Last week the International Monetary Fund’s chief economist, Pierre-Olivier Gourinchas, warned AI could indeed be a financial bubble.

He said: “There are echoes in the current tech investment surge of the dot-com boom of the late 1990s. It was the internet then… it is AI now. We’re seeing surging valuations, booming investment and strong consumption on the back of solid capital gains. The risk is that with stronger investment and consumption, a tighter monetary policy will be needed to contain price pressures. This is what happened in the late 1990s.”

‘The terrifying thing is…’

For those inside the AI world, this also feels like uncharted territory.

Helen Toner, executive director of Georgetown’s Center for Security and Emerging Technology, and formerly on the OpenAI board, said: “The terrifying thing is: no one knows how much further AI is going to go, and no one really knows how much economic growth is going to come out of it.

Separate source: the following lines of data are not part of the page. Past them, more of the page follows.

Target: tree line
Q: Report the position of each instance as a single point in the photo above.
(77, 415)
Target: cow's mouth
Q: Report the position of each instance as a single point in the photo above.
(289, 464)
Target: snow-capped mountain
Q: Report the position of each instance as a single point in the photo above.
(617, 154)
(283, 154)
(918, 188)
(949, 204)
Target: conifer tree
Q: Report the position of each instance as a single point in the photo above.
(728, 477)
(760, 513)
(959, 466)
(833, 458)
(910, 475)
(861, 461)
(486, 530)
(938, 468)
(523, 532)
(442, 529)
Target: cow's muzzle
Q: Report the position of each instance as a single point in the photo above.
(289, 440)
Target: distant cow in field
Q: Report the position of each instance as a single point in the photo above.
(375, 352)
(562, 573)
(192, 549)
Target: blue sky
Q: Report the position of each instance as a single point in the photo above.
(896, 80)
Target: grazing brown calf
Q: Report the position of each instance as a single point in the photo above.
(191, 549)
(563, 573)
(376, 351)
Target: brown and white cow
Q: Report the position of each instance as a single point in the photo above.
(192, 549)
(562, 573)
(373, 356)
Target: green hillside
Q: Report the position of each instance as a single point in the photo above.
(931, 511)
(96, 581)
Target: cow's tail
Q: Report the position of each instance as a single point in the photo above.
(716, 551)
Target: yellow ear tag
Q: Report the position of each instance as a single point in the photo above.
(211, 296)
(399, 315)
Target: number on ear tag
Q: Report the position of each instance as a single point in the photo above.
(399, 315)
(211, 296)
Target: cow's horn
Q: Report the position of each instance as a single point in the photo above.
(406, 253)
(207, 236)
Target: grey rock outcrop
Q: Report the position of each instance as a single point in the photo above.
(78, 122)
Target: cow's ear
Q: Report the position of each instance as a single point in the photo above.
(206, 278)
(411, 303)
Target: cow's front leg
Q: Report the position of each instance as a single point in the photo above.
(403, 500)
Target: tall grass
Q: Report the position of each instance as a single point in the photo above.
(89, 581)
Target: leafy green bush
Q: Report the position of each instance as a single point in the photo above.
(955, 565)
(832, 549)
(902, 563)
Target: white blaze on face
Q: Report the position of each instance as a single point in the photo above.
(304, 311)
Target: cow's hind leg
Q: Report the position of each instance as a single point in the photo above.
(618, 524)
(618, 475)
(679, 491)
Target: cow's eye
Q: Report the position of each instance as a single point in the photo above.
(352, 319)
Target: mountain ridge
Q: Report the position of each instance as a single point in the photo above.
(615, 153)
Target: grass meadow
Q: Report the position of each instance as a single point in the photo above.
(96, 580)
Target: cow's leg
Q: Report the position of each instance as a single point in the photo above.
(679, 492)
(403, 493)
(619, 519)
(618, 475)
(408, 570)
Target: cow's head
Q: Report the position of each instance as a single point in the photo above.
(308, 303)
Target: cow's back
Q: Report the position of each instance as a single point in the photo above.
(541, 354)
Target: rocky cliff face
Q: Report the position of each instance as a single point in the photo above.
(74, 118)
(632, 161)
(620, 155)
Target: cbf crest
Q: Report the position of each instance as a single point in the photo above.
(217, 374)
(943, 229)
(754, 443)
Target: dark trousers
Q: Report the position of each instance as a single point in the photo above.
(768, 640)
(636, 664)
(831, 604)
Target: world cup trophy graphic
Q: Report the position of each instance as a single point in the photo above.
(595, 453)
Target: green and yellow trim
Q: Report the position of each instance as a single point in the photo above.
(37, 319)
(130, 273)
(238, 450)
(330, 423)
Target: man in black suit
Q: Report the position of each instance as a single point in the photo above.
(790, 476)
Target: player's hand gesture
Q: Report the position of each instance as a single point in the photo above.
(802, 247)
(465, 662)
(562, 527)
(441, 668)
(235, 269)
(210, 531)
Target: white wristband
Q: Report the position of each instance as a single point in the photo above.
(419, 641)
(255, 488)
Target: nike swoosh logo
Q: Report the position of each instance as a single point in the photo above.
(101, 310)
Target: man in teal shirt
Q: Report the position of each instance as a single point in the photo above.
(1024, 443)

“The trends have certainly been that the AI systems we are developing get more and more sophisticated over time, and I don’t see signs of that stopping. I think they’ll keep getting more advanced. But the question of how much productivity growth will that create? How will that compare to the absolutely gobsmacking investments that are being made today?”

Whether it’s a new industrial revolution or a bubble – or both – there’s no denying AI is a massive economic story with massive implications.

For energy. For materials. For jobs. We just don’t know how massive yet.